La questione, a ogni modo, «è delicata, c’è di mezzo il futuro di padri di famiglia e noi dobbiamo riuscire a non licenziare nessuno». Ci si riuscirebbe se il Comune affidasse alla sua stessa società «alcuni servizi in più». Questi ultimi, però, sono già attualmente assegnati ad altri: «Non è così semplice – sostiene il presidente della partecipata – Perché darli a noi sarebbe come spogliare Cristo per vestire Maria: non si tratterebbe unicamente di lavoro in più per Multiservizi, ma anche di lavoro in meno per qualcun altro».

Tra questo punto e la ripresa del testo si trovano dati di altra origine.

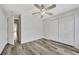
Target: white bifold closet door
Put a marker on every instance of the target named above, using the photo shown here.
(10, 30)
(66, 29)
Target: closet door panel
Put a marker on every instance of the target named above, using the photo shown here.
(53, 30)
(77, 29)
(66, 29)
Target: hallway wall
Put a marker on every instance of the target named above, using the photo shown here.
(3, 30)
(31, 27)
(63, 28)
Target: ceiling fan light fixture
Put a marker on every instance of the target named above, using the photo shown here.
(43, 9)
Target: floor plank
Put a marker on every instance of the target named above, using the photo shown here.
(40, 47)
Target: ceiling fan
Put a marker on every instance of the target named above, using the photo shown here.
(43, 9)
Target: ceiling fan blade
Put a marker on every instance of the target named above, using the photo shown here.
(52, 6)
(36, 5)
(48, 13)
(35, 13)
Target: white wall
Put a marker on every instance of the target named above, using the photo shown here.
(3, 30)
(68, 28)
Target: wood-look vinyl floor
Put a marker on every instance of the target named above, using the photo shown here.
(40, 47)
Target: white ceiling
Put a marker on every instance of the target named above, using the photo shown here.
(29, 8)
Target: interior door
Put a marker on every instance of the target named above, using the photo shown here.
(10, 30)
(66, 29)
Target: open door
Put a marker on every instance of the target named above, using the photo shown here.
(14, 29)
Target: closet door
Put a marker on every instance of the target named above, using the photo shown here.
(77, 29)
(10, 30)
(66, 29)
(53, 29)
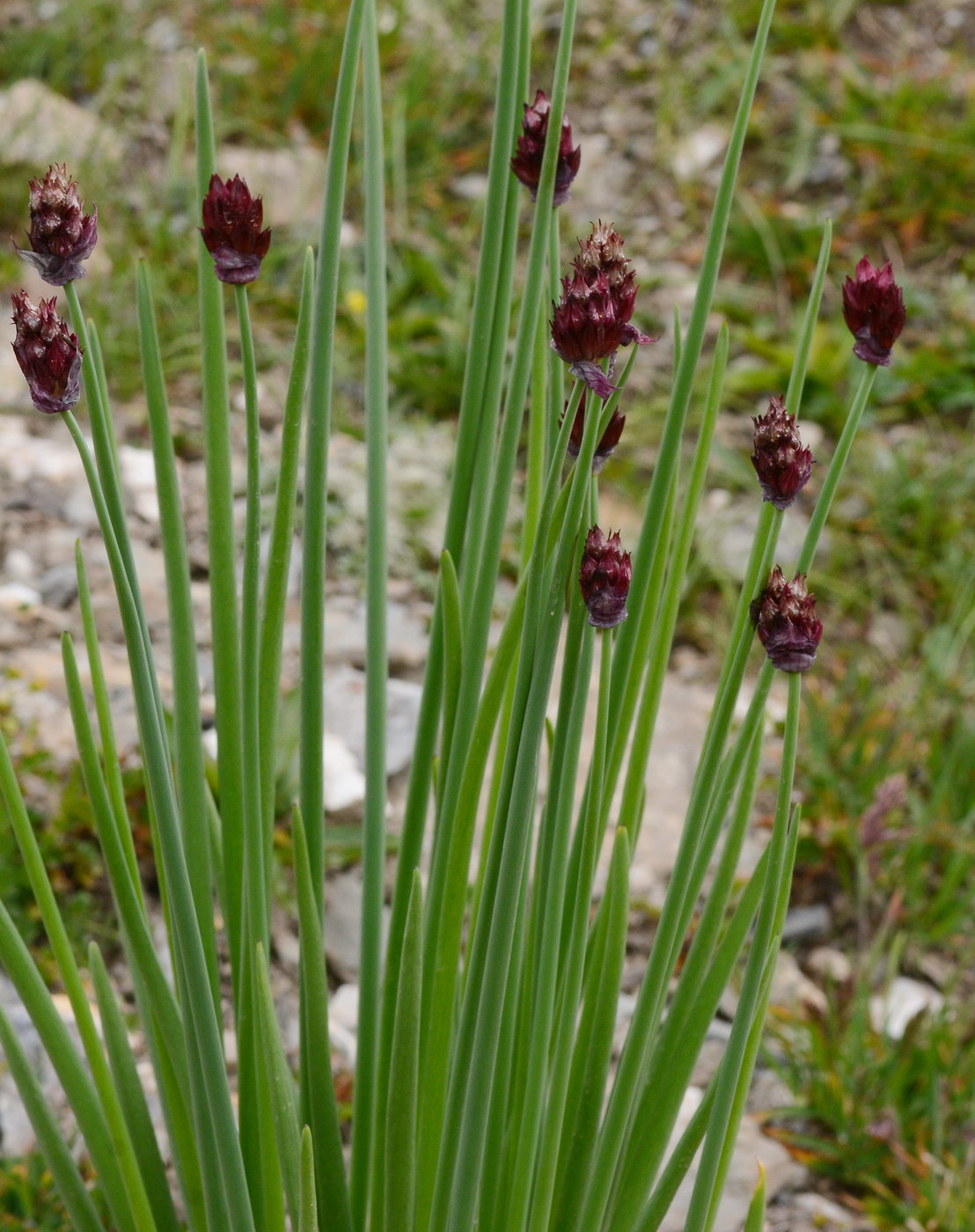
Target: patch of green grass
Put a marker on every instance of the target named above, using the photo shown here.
(28, 1199)
(889, 1120)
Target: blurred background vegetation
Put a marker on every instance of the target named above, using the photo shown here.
(866, 114)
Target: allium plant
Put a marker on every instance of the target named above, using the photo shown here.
(486, 1026)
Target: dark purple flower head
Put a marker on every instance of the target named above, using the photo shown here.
(605, 578)
(526, 162)
(48, 355)
(785, 618)
(232, 231)
(606, 444)
(62, 236)
(873, 310)
(592, 320)
(781, 461)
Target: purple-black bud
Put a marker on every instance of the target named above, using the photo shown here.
(526, 162)
(605, 578)
(593, 317)
(606, 444)
(62, 236)
(232, 231)
(785, 618)
(781, 461)
(48, 355)
(873, 310)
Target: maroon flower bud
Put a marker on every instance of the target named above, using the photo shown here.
(608, 441)
(48, 355)
(781, 461)
(62, 236)
(873, 308)
(593, 317)
(605, 578)
(526, 162)
(785, 618)
(231, 231)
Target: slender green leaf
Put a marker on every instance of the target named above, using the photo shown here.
(187, 722)
(283, 1092)
(132, 1096)
(71, 1188)
(754, 1220)
(593, 1049)
(400, 1108)
(319, 1108)
(308, 1214)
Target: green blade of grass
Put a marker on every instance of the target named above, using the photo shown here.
(187, 722)
(308, 1214)
(452, 646)
(754, 1220)
(282, 1089)
(316, 461)
(368, 1111)
(634, 634)
(138, 1210)
(577, 903)
(593, 1047)
(110, 758)
(131, 1096)
(214, 1111)
(729, 1098)
(70, 1185)
(400, 1109)
(319, 1106)
(280, 544)
(221, 546)
(70, 1068)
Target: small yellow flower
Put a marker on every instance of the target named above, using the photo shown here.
(356, 301)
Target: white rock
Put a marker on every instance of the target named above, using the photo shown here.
(343, 1022)
(15, 597)
(904, 1001)
(40, 127)
(344, 782)
(18, 566)
(290, 180)
(49, 458)
(825, 1214)
(824, 963)
(138, 477)
(345, 711)
(698, 150)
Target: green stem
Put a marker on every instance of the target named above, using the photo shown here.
(365, 1127)
(316, 458)
(836, 468)
(221, 550)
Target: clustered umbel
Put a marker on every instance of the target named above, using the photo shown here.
(528, 158)
(781, 461)
(605, 578)
(606, 444)
(232, 231)
(873, 310)
(48, 355)
(62, 236)
(785, 619)
(592, 320)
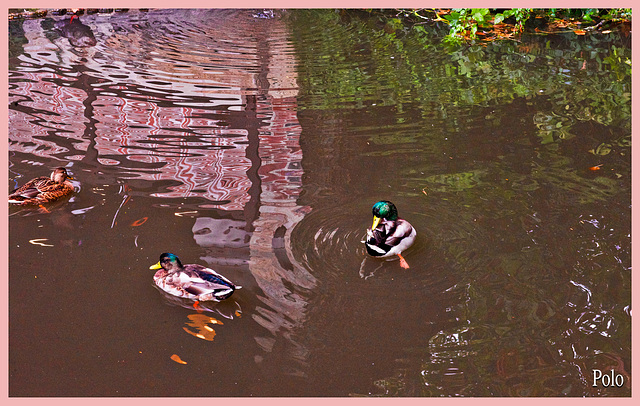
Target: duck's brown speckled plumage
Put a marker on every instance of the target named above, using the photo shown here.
(191, 281)
(42, 189)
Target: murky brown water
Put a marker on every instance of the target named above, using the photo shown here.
(257, 146)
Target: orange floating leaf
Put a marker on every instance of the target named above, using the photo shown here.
(177, 359)
(139, 222)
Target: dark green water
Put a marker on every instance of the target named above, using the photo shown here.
(257, 146)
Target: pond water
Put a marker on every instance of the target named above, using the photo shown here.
(256, 144)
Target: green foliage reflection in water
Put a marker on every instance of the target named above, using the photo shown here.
(584, 77)
(515, 342)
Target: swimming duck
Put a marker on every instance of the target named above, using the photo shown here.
(190, 281)
(389, 235)
(42, 189)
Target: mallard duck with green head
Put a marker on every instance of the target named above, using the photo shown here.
(42, 189)
(389, 235)
(191, 281)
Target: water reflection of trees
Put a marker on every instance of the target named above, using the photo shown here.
(535, 140)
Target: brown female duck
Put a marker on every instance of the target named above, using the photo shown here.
(42, 189)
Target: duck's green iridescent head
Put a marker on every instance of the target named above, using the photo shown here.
(383, 210)
(168, 262)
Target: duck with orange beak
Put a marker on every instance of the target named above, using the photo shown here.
(389, 235)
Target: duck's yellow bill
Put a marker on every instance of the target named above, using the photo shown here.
(376, 221)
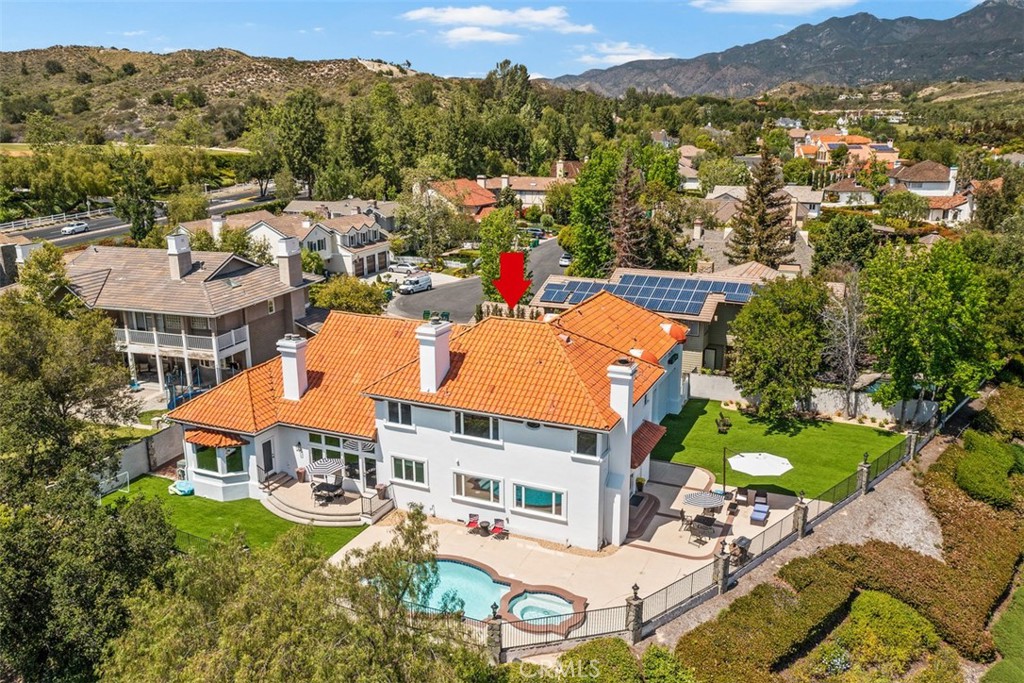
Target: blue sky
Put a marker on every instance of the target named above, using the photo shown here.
(445, 38)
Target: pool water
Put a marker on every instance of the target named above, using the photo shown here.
(473, 586)
(538, 605)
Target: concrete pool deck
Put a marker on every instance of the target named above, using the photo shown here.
(660, 555)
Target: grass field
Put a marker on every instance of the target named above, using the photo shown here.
(205, 518)
(822, 454)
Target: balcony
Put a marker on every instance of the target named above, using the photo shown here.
(178, 344)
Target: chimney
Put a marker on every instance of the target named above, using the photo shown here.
(179, 254)
(216, 225)
(435, 358)
(290, 261)
(294, 379)
(621, 378)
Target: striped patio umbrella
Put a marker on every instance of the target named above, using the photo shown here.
(705, 499)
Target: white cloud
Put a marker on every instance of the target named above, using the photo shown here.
(612, 53)
(770, 6)
(548, 18)
(473, 34)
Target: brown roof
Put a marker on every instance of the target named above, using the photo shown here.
(124, 279)
(644, 439)
(925, 171)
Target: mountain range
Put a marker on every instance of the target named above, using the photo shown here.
(984, 43)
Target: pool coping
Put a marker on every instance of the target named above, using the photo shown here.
(517, 588)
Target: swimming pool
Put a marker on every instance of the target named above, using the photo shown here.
(472, 585)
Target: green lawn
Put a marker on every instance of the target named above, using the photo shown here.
(1009, 635)
(822, 454)
(205, 518)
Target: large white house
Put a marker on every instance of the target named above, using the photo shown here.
(545, 424)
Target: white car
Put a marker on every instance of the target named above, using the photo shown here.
(75, 228)
(403, 268)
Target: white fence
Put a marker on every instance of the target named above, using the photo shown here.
(26, 223)
(823, 401)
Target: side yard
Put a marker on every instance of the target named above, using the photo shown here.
(204, 518)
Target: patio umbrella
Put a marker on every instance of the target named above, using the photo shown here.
(760, 464)
(326, 467)
(705, 499)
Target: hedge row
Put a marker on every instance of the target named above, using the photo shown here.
(765, 630)
(981, 548)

L’amministrazione nel 2013 si era impegnata a cedere all’azienda comunale lavori per 20 milioni di euro, salvo poi permetterle di fatturarne poco più di 19 milioni, cioè un milione e 90mila euro in meno del previsto. «Certo è che ci sono alcuni servizi che non producono molto: per esempio, per la pulitura tombini abbiamo bisogno di rivolgerci a ditte esterne per affittare i macchinari, perché noi non li abbiamo e altrimenti dovremmo comprarli». E per fare acquisti è necessario un piano industriale, «cioè il contratto col Comune, che noi stiamo ancora aspettando e non sappiamo quando arriverà». In mezzo, ci sono 130 lavoratori e un’azienda che «può essere salvata soltanto dall’amministrazione».